Tuesday 4 September 2012

A TRIBUTE TO MY FIRST TEACHER IN ORAI (DISTT JALAUN) - UP

The eternally grateful student in 1953
It was one of those ordinary evenings in the year 1953 when my father had just returned from the office. As he settled down in the Sitting Room with a cup of tea with me as a four-year-old romping around, a gentleman in white dhoti, kurta and Gandhi topi walked in unexpectedly and touched his feet. 
Embarrassed at this gesture from a stranger, my father stepped back and said, “What are you doing?”

The old frail man stood there with his hand folded and said, “Sir, I want to thank you for what you did for me today. Your decision in the court this morning has restored my dignity and prestige, I had been fighting for the last twenty years…and that too without my knowing you. I don't have words to express how grateful I am to you.”

“It is alright,” my father said. “I am glad you received justice and what was your right.”

The gentleman continued standing with folded hands, “I am grateful to you from the bottom of my heart and I want to do something for you in return to express my thanks.”

“No, no… nothing. I have done my duty and I do not expect anything in return. God has given me everything. Please go and enjoy,” my father was losing his patience at the end of a long and tiring day.

“Sir, I am a teacher by profession. Can I teach your children for some time?” he was persistent.

“My children are very small. They don’t even go to school. This child is only in Nursery. You can’t teach anybody,” my father started laughing at the thought of my getting a tuition.

“Sir, in that case, can I give her some lessons in handwriting? .....Only for a month…please, Sir. Don’t say ‘no’. My heart will be broken,” saying so, he caught hold of my father’s feet with tears in his eyes.

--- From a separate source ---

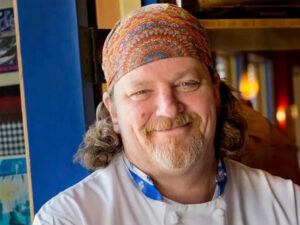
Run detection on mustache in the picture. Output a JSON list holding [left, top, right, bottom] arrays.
[[143, 114, 200, 135]]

My father, who was all of 28 at that time felt much too embarrassed and finally relented, ”OK then, only for a month, not more than that.”

And thus started my one-hour class of hand-writing training for the next one month.  A wooden Munshiji type desk on the sitting room floor, a ‘G’ nib, a holder, a square flat  ink- pot which had two ink tablets dissolved in some water and a four-line note book, all these  were purchased for me by my mother as per the directions of that teacher.

Then on, every single day, he was there exactly at 4 pm for an hour in those hot scorching summer afternoons of Orai (Distt. Jalaun) in Bundelkhand area of UP.  Writing continuous Os without lifting the holder, the variations in the height of the loops of the Ls, Hs & Ts, the flow and length of strokes of various letters, the various pressures ….. everything he taught me with so much patience, precision and perfection that the foundations of a good hand-writing were laid.

One month passed and on the last day, my mother insisted that he leave after taking Guru Dakshina (fees) of a Khadi Kurta at my hands. He hesitated, but the mother insisted that in the true Guru-Shishya system, no education is complete unless the Guru (Teacher) is given the due Dakshina (fees) by the Shishya (pupil). He humbly accepted the Dakshina and left and I was only too happy to run out of the house to play with my friends.

Today, I do not remember this gentleman’s name and don’t even remember his face clearly. But he has a clear-cut impression in my childhood memories. What he has given me by way of a handwriting is still a part of my personality. Each time I get a compliment even today, almost after six decades, I bow to him and thank him.

On this Teacher's Day, I pay my humble tribute to this first Teacher of mine whom I remember with unfathomable respect and gratitude.